Das ganze Segment des Neuen Marktes in Deutschland verschwand einfach von der Bildfläche. Es war eine der schlimmsten Episoden für Aktienanleger in vielen Jahrzehnten.
Immerhin aber erholten sich danach die zuvor als „Schrott und Schrauben“ verschrienen traditionellen Industriewerte. Und das Thema „Internet“ erlebte mit den großen Tech-Konzernen, die bis heute den Markt dominieren, eine Wiederbelebung.

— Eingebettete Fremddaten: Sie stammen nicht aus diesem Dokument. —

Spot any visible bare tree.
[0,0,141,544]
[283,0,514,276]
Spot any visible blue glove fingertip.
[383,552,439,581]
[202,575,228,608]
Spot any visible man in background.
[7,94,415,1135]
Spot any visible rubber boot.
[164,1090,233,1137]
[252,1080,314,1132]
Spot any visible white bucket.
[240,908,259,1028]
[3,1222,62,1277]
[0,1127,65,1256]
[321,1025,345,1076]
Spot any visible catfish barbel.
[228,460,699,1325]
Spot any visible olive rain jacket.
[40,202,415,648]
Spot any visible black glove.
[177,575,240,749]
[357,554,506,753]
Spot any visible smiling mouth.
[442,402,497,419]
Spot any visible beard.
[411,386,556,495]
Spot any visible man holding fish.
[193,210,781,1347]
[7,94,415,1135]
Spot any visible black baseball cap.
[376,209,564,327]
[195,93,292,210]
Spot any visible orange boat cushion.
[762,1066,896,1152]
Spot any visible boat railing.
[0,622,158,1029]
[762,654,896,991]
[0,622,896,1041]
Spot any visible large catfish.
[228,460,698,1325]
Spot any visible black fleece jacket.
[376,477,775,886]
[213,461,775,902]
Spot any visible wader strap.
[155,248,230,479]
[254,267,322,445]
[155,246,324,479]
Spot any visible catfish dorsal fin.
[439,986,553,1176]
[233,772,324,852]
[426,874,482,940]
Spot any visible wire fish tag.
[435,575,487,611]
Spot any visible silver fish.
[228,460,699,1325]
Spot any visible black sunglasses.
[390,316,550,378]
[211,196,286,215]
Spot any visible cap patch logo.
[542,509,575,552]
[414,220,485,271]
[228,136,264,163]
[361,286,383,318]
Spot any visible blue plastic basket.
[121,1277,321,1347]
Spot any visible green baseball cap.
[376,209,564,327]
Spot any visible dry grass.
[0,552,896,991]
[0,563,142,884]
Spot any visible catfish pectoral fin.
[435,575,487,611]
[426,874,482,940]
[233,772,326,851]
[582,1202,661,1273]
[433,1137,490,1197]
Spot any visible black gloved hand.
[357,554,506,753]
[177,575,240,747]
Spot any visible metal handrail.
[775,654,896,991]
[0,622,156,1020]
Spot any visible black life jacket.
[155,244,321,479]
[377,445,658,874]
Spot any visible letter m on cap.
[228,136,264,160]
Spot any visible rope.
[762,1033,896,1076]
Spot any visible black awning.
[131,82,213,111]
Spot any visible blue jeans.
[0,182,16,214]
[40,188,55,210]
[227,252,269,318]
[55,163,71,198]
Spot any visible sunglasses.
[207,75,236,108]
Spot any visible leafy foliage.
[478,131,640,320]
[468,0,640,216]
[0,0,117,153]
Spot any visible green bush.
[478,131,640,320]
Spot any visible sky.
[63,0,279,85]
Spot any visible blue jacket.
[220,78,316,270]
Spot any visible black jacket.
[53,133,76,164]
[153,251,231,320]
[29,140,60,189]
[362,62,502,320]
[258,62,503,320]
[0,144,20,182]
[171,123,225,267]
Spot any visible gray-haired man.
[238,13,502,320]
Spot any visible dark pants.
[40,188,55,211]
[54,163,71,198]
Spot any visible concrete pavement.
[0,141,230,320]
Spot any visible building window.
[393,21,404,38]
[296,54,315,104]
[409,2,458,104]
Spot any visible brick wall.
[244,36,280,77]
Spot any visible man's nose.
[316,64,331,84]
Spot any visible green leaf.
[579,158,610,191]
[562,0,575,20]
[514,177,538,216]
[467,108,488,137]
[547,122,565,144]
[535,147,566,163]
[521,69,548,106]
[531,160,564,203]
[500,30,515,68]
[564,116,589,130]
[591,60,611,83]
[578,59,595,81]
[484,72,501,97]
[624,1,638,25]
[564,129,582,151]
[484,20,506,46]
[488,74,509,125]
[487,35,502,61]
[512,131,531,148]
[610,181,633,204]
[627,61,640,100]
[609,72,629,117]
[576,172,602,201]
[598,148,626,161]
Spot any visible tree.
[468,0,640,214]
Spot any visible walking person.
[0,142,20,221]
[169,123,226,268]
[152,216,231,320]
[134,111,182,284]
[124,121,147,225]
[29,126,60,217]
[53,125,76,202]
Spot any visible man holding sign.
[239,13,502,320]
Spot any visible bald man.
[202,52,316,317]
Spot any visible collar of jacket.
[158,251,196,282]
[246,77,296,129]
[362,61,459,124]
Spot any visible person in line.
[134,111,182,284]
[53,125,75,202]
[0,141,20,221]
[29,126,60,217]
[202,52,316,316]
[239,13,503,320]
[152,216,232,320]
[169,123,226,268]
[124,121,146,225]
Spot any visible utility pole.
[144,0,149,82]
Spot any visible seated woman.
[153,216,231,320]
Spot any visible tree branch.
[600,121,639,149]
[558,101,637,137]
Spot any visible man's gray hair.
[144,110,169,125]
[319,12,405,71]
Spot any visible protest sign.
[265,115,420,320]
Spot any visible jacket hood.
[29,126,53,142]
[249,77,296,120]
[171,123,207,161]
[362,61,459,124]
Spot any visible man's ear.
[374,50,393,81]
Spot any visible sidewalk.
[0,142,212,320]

Als 2008 dann die große Finanzkrise ausbrach, standen die schlauen Banker der New Yorker Wall Street und anderswo quasi nackt da. Sie hatten sich verzockt.
Ihre Vermögen, so schien es damals, waren nie mehr als Luftbuchungen gewesen. Das Weltfinanzsystem stand kurz vor dem Kollaps.